One agent has 90 open tickets. The agent next to them has 12. Both are in the same group, handling the same category. The imbalance isn’t intentional — it’s what happens when ticket assignment is round-robin by default and one agent is faster at closing tickets, so the system keeps feeding them more.
GLPI’s assignment rules can distribute work more evenly, but only if you configure them beyond the defaults.
How GLPI assigns tickets
By default, GLPI assigns tickets to a group, not a specific agent. The ticket appears in the group’s queue and whoever picks it up first handles it. This "pull" model works for small teams but creates problems at scale — fast agents cherry-pick easy tickets, difficult tickets sit unclaimed, and workload data becomes meaningless.
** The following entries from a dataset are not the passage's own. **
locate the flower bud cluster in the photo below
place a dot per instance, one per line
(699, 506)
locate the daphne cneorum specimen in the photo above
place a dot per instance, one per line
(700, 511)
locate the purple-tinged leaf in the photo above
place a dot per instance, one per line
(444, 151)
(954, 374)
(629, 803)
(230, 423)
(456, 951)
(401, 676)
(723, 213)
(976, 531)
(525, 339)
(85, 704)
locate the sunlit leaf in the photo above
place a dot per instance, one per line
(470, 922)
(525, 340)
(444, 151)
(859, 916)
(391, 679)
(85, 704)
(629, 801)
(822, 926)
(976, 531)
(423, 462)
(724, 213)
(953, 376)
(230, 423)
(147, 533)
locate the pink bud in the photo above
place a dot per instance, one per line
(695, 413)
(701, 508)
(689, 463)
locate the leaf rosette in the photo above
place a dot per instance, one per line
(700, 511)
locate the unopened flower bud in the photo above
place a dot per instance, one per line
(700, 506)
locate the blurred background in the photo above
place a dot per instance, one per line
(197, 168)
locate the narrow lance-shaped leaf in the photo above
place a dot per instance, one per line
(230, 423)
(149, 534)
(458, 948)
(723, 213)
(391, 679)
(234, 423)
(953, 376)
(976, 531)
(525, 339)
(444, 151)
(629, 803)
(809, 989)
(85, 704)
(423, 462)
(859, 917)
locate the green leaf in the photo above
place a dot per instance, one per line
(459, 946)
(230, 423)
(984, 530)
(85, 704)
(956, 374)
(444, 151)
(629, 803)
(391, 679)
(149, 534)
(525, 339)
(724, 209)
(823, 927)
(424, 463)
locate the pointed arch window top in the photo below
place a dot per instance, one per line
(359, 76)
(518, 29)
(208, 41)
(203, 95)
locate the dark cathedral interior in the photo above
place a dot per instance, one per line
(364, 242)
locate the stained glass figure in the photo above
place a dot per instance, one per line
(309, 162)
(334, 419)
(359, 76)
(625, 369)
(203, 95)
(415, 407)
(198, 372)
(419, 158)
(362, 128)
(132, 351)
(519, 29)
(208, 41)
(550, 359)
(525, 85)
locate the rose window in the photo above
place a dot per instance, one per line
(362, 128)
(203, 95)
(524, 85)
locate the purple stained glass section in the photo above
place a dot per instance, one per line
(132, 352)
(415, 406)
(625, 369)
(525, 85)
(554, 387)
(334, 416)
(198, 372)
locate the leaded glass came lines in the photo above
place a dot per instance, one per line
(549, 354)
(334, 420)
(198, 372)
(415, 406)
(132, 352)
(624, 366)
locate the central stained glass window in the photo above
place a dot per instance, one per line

The alternative is "push" assignment — GLPI assigns each ticket to a specific technician automatically. This can be configured through business rules, with several distribution strategies.
Distribution strategies
Round-robin
Each new ticket goes to the next agent in rotation. Agent A, then B, then C, then back to A. Simple and fair in theory, but doesn’t account for ticket complexity — Agent A might get three P1 incidents while Agent B gets three password resets.
Least-busy
Assign to the agent with the fewest open tickets. This naturally balances load because agents who resolve tickets faster get freed up for the next one. GLPI doesn’t have a built-in "least busy" function, but you can achieve it with a periodic script that queries open ticket counts per agent and sets a user custom field that the assignment rule reads.
Skill-based
Different agents handle different categories. Network tickets always go to the network specialist, SAP tickets to the SAP team. This is the most common approach in practice — it’s really just category-based assignment with one agent per category instead of a group. The trade-off is that if the specialist is on vacation, their tickets queue up.
Hybrid
Route by category to a group, then within the group use a dispatcher — either a team lead who manually assigns, or a scheduled script that distributes evenly. This gives you skill-based routing at the group level and load balancing within the group.
Monitoring workload
Distribution only works if you monitor it. Build a dashboard or report that shows:
- Open tickets per agent — identifies overload before it causes burnout or SLA breaches
- Tickets resolved per agent per week — identifies capacity differences (not for ranking — for understanding where complexity concentrates)
- Average age of open tickets per agent — an agent with 30 tickets averaging 2 days is fine; 30 tickets averaging 15 days is a backlog problem
When uneven distribution is correct
Not all imbalance is a problem. A senior agent handling 20 complex P2 incidents carries more load than a junior agent handling 60 password resets. The metric that matters is effort, not count. If your team has mixed skill levels, expect and accept different ticket volumes — just make sure the effort is roughly balanced.
The goal is not equal ticket counts. It’s sustainable workload with predictable SLA delivery. GLPI gives you the data to measure both — the assignment strategy is the lever you pull to adjust.